Authored by igor.kirillov on Jul 13 2023, 9:43 AM.

Details

Summary

This patch enhances the InstCombine pass to optimize addition and
subtraction operations involving splat values optionally multiplied
by a constant or shifted by a constant. The transformation combines
the operations as follows:

(A +/- splat(B)) +/- splat(C) -> A +/- splat(B +/- C)

This optimization improves the performance of vectorized code with
interleave factor > 1, where indices are part of an expression.
For example, in cases such as the following loop:

for (int i = A; i < B; ++i)
  out[i + offset] = (i + X) * Y;

Diff Detail

Event Timeline

igor.kirillov created this revision.Jul 13 2023, 9:43 AM
Herald added a project: Restricted Project. · View Herald TranscriptJul 13 2023, 9:43 AM
igor.kirillov requested review of this revision.Jul 13 2023, 9:43 AM
Herald added a project: Restricted Project. · View Herald TranscriptJul 13 2023, 9:43 AM
paulwalker-arm added inline comments.Jul 18 2023, 4:42 AM
llvm/lib/Transforms/InstCombine/InstructionCombining.cpp
1684

This function seems to handle cases where the opcode is not relevant. However, you only care about two specific opcodes so this doesn't looks like the correct resting place for this code. Placing it somewhere more specific to add and sub might allow you to simplify the logic.

1689

Should this be C = getSplatValue(LHS);? if so then perhaps this highlights some missing tests?

1705–1706

Not sure this naming is correct because the opcode says nothing about the signedness of the data.

goldstein.w.n added inline comments.
llvm/lib/Transforms/InstCombine/InstructionCombining.cpp
1684

Although you could imagine extending this function for any assosiative binop, i.e xor, or, and, mul...
Probably cleaner would to be split this to a helper function so that if you don't have supported opcodes you cna just return nullptr. Then there won't be so much nesting.

1709

Can you add a comment explaining this. Its not exactly clear how/why the positive bools impl the opcodes they do.

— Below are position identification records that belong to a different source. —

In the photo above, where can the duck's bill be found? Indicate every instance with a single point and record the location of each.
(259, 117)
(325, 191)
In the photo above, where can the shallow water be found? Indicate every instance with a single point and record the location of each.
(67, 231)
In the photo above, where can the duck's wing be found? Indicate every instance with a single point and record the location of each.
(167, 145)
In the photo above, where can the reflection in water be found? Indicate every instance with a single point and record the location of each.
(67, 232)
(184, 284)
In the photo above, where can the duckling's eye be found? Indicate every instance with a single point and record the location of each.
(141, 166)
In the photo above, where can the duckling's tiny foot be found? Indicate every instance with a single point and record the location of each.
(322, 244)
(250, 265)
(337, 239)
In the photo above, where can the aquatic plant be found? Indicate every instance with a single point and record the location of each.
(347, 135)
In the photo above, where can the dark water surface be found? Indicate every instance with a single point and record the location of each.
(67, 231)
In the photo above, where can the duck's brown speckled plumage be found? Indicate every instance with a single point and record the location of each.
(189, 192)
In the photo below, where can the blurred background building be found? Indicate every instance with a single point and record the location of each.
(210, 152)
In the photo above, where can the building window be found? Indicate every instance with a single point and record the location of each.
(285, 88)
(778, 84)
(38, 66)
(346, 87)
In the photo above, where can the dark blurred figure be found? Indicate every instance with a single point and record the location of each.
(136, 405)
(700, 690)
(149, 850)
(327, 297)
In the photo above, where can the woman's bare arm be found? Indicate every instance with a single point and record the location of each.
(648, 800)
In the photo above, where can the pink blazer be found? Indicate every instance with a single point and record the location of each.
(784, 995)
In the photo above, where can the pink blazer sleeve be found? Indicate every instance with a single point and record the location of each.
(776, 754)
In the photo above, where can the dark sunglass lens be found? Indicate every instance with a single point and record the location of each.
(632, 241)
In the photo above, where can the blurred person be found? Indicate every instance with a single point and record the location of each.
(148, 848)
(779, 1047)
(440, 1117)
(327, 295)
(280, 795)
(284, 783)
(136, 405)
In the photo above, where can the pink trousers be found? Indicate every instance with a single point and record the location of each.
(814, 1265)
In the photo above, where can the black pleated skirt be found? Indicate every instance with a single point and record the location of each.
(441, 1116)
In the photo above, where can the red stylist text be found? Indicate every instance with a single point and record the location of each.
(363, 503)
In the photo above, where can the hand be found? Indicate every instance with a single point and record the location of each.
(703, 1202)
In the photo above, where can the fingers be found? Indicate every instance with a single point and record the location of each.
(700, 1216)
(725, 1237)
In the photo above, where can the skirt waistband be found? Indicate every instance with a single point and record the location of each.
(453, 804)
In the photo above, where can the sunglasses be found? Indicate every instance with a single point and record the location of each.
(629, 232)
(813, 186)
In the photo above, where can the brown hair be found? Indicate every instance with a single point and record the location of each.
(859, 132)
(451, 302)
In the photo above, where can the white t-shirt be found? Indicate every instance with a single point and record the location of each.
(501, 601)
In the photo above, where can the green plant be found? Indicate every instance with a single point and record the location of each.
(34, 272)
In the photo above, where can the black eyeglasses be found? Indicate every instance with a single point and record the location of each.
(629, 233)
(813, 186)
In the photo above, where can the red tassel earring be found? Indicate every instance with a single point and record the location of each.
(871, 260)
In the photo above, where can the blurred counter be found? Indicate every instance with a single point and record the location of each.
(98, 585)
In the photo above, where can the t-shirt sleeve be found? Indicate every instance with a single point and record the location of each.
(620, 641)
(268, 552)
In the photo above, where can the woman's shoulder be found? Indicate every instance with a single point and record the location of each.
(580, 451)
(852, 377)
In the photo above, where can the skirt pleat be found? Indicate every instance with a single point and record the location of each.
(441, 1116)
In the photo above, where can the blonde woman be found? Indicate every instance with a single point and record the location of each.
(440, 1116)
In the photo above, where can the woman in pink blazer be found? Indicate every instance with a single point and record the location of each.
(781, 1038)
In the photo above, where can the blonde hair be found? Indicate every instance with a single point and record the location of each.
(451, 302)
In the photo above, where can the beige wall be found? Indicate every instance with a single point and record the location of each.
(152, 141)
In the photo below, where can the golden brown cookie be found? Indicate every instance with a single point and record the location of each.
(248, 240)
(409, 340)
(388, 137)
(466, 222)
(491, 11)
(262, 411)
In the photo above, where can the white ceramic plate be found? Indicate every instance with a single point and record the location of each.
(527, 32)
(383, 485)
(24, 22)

igor.kirillov marked 2 inline comments as done.

Move code to a separate function and completely refactor it

igor.kirillov marked 2 inline comments as done.Jul 24 2023, 3:49 PM
igor.kirillov added inline comments.
llvm/lib/Transforms/InstCombine/InstructionCombining.cpp
1684

This function seems to handle cases where the opcode is not relevant. However, you only care about two specific opcodes, so this doesn't looks like the correct resting place for this code. Placing it somewhere more specific to add and sub might allow you to simplify the logic.

@paulwalker-arm, Yes, that was my first idea, but I took a look at InstCombineAddSub.cpp, and it has a minimal amount of code that is vector specific, so I decided to put the logic into foldVectorBinop.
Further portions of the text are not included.